De fait, la sphère des plateformes de recommandation prédomine aujourd’hui sur le monde de l’information journalistique au point d’y exercer une forme de tyrannie. Lorsque Facebook a suspendu les pages de médias australiens (mais aussi du ministère de la Santé et de l’agence de météorologie), Josh Frydenberg, ministre des Finances, a déclaré que cette mesure prouvait « [l’]immense pouvoir économique » (ABC News Australia, 2020, 3 : 13) des plateformes et qu’elle était « heavy-handed » (2 : 42), ce qui peut être traduit par « autoritaire » ou plus simplement par « brutale ». Il s’agissait pour le géant américain de faire pression sur des négociations concernant une rétribution des acteurs de la presse de la part des plateformes.
Au mois d’août 2021, Facebook a fermé le compte d’un groupe de recherche rattaché à New York University et de plusieurs de ses membres qui s’intéressaient à la diffusion des publicités politiques sur le réseau social. Selon la firme américaine, les chercheurs n’auraient pas respecté les conditions générales de la plateforme et auraient procédé à des collectes de données remettant en cause le respect de la vie privée des utilisateurs (Clark, 2021). Elle invoque notamment une injonction de la Federal Trade Commission, l’institution ayant toutefois dénoncé depuis cette interprétation (Levine, 2021). Un des chercheurs, Damon McCoy, a ainsi regretté que Facebook puisse « dicter qui peut enquêter sur ce qu’il se passe sur la plateforme6 » (Knight First Amendment Institute, 2021).
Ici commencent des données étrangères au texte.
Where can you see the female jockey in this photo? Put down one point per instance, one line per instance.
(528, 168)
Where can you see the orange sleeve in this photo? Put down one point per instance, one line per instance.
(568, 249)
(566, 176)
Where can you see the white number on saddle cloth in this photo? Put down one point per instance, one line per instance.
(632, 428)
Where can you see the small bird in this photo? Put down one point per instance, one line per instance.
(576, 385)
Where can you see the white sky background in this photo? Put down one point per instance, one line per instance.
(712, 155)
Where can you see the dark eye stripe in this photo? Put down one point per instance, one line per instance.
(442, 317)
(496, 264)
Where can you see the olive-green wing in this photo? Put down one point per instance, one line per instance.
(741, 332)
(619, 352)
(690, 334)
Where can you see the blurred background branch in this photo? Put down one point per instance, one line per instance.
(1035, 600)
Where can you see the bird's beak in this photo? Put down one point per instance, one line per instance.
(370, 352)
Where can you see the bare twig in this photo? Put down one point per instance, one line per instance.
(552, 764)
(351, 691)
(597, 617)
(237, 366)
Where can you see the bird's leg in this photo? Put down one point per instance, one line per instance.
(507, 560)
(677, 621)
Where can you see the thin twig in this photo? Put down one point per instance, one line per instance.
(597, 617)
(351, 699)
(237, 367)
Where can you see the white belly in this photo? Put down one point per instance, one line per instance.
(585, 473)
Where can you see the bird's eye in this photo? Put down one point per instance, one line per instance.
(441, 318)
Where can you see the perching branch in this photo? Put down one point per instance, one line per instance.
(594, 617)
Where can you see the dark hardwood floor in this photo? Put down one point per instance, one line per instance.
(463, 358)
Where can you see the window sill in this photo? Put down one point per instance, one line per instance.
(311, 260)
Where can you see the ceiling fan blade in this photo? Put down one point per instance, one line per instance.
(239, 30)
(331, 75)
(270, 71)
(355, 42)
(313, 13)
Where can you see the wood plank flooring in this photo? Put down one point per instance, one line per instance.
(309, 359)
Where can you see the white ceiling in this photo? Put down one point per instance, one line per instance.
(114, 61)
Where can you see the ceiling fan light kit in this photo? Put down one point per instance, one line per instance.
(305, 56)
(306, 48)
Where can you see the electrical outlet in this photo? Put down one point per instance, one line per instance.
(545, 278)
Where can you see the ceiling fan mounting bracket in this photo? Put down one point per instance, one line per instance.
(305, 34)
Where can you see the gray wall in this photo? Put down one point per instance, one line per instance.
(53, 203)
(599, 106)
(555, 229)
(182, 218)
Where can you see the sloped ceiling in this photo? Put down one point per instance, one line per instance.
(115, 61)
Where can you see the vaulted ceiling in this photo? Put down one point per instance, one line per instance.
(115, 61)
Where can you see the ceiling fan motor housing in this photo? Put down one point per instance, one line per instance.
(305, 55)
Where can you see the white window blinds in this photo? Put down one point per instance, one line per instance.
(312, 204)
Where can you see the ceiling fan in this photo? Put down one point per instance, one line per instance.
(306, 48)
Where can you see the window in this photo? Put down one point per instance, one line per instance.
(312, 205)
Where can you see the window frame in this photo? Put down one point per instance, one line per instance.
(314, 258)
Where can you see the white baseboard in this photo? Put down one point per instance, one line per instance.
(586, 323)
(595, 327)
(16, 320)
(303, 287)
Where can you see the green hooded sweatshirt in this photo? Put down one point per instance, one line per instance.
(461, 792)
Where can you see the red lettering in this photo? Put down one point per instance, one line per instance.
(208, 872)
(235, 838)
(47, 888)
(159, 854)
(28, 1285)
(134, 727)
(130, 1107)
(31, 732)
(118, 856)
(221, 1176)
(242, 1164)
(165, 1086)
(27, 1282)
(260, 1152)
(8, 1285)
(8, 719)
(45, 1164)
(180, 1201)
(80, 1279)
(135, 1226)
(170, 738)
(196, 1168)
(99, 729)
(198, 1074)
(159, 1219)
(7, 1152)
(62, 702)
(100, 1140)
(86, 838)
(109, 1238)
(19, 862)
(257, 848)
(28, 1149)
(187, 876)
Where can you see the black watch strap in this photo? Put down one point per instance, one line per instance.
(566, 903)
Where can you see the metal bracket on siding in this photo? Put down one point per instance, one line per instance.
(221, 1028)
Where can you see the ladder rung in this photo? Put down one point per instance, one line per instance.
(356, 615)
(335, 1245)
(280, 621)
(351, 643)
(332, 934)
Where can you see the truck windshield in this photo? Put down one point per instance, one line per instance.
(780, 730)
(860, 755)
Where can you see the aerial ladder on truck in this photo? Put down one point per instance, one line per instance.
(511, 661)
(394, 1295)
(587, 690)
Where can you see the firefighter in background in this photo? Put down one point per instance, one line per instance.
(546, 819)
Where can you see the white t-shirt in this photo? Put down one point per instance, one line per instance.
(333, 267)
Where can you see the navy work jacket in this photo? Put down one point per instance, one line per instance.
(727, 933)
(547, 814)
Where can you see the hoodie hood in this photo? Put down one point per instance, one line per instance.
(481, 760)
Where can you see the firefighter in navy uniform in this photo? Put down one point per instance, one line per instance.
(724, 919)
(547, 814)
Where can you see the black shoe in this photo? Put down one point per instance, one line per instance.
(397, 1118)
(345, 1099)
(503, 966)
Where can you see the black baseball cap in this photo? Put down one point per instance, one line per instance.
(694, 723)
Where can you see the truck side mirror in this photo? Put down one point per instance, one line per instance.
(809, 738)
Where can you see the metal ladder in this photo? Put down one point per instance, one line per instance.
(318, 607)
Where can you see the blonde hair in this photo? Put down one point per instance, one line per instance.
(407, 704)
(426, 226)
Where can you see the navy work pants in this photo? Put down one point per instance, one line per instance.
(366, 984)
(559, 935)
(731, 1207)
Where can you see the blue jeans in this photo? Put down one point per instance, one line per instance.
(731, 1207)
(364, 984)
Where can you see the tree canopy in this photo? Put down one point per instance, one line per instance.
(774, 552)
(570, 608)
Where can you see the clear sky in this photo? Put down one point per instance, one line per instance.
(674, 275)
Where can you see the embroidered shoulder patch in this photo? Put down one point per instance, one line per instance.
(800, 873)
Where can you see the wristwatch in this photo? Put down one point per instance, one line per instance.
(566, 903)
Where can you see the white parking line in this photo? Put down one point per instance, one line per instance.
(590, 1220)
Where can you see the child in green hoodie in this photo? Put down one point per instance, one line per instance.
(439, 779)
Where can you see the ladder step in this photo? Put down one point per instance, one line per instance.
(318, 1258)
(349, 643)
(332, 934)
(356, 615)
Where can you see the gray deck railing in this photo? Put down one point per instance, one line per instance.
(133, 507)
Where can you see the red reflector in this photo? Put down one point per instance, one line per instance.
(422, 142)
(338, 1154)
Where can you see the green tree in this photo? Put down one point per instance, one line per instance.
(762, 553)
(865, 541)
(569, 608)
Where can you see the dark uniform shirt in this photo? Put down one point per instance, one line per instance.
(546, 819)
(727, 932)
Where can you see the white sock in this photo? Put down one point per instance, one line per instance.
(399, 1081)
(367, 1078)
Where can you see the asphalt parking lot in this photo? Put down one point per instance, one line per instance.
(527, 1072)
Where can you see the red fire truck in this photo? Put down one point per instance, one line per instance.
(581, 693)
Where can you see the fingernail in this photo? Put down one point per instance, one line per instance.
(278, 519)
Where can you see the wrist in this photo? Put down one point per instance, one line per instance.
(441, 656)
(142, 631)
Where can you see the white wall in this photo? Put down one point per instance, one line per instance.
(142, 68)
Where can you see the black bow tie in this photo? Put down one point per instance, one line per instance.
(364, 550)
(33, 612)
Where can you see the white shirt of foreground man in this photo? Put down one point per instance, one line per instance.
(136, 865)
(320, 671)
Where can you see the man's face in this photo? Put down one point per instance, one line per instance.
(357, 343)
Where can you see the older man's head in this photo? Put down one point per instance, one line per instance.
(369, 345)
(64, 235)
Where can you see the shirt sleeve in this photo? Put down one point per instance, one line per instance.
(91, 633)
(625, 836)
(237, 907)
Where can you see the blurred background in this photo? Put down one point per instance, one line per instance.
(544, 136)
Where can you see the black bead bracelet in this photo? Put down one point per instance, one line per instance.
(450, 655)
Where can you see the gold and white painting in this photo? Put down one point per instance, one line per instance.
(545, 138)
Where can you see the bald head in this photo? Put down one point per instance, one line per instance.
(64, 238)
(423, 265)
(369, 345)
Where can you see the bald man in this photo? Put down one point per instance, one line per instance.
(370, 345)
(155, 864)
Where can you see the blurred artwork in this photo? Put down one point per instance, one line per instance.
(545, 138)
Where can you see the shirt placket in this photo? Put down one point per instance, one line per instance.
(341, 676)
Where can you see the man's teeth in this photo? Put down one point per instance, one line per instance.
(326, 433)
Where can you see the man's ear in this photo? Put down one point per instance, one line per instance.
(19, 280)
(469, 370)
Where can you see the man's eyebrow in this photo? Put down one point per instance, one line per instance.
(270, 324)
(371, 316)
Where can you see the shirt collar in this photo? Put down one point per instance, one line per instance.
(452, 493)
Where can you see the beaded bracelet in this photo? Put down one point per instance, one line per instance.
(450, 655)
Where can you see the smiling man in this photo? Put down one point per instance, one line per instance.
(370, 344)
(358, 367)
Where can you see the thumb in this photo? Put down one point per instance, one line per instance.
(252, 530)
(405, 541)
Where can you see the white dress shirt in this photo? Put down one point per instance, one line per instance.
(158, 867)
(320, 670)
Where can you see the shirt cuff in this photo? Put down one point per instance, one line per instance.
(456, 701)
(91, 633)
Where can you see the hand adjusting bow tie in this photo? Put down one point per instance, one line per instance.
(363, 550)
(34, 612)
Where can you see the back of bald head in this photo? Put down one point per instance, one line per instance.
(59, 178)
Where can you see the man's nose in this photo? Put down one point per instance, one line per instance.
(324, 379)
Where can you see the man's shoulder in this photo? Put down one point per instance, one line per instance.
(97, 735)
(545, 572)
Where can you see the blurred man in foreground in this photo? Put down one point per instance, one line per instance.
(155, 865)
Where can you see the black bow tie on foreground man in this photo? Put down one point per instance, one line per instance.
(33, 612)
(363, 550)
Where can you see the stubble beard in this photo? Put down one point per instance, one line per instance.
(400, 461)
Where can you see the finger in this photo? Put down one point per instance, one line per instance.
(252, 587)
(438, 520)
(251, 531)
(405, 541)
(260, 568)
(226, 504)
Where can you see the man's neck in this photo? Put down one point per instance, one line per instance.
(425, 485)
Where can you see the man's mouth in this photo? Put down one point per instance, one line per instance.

Facebook endosse dans ces circonstances les habits d’un juge impérial, comme le décrit Walzer dans les Tanner Lectures de 1985 : « Il dérive une sorte d’autorité critique de la distance qu’il établit […] Il se situe à l’extérieur, dans quelque endroit privilégié, où il a accès à des principes "avancés" ou universaux – et il les applique avec une rigueur (intellectuelle) impersonnelle7. » (p. 33)
Lorsque Facebook censure des images telles que L’Origine du monde de Gustave Courbet (R. A., 2018) ; quand Instagram ou Twitter suppriment des messages de plusieurs comptes féministes qui posent la question « Comment fait-on pour que les hommes arrêtent de violer ? » (Décugis et Pham-Lê, 2021) ; ou quand ces mêmes réseaux sociaux, ainsi que YouTube, semblent encore trop peu réactifs (UEJF et al., 2020) aux signalements pour propos racistes, antisémites et homophobes, alors ces plateformes agissent selon des normes qui leur sont propres et qui ne sont pas en adéquation avec celles de la République française. Leurs jugements sur tous ces cas de figure relèvent de ceux d’un juge impérial.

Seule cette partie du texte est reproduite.